The counsel for UCC (now Dow Chemicals), Senior Advocate Harish Salve, asserted that the Government of India reached a full and final settlement with the UCC in 1989; therefore, there is no scope for re-opening the same. However, the counsel for organisations and victims of the Bhopal Gas Tragedy, Advocate Karuna Nundy, submitted that the UCC suppressed material facts which go to the root of the settlement.

The Government of India’s curative petition argued that the earlier settlement did not consider subsequent environmental degradation; therefore, it had an incorrect assumption of the number of deaths, injuries, and losses. According to the Government of India’s plea, the actual figures stand at 5,295 death and 5,27,894 injured, while the earlier number stood at 3,000 deaths and 70,000 injured, Live Law reported.

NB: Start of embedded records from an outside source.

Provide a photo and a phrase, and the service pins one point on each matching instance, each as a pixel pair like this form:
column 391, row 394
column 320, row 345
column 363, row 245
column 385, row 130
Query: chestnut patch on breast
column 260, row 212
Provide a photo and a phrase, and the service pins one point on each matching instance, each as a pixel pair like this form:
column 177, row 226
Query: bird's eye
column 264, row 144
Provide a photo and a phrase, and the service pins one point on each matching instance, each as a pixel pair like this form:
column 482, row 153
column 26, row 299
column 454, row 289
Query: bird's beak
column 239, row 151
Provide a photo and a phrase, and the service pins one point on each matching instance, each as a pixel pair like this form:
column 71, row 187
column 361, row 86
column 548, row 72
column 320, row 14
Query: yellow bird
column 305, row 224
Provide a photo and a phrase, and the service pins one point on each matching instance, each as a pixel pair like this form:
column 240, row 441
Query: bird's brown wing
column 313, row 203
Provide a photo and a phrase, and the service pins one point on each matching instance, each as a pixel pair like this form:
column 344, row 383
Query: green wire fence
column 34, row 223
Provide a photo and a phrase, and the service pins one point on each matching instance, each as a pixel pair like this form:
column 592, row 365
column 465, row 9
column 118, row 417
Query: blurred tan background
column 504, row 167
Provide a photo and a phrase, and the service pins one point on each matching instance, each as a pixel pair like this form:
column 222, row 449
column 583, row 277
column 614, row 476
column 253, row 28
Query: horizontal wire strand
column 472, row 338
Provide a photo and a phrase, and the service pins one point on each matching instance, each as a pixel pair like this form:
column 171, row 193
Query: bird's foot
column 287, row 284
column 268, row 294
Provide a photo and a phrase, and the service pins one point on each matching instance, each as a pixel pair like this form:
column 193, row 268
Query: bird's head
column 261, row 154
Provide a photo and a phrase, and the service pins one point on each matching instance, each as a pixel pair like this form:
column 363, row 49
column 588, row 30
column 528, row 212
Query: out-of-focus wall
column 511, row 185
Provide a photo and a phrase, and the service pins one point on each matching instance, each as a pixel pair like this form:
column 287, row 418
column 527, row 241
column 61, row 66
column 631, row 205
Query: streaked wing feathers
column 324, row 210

However, Justice Oka noted that the SC’s review judgement that if there was a shortfall in compensation, then the same ought to be paid by the Government of India, Live Law reported. Furthermore, he observed that the SC directed the Government of India to take out insurance policies for at least 1 lakh people in their 1991 judgement to take care of future claims, which the Government of India did not implement.

The Bhopal Gas Tragedy is touted as the world’s worst industrial disaster claiming thousands of lives after toxic gas, methyl isocyanate (MIC), leaked from the Union Carbide India Limited’s pesticide plant on the intervening night of December 2 & 3 in 1984.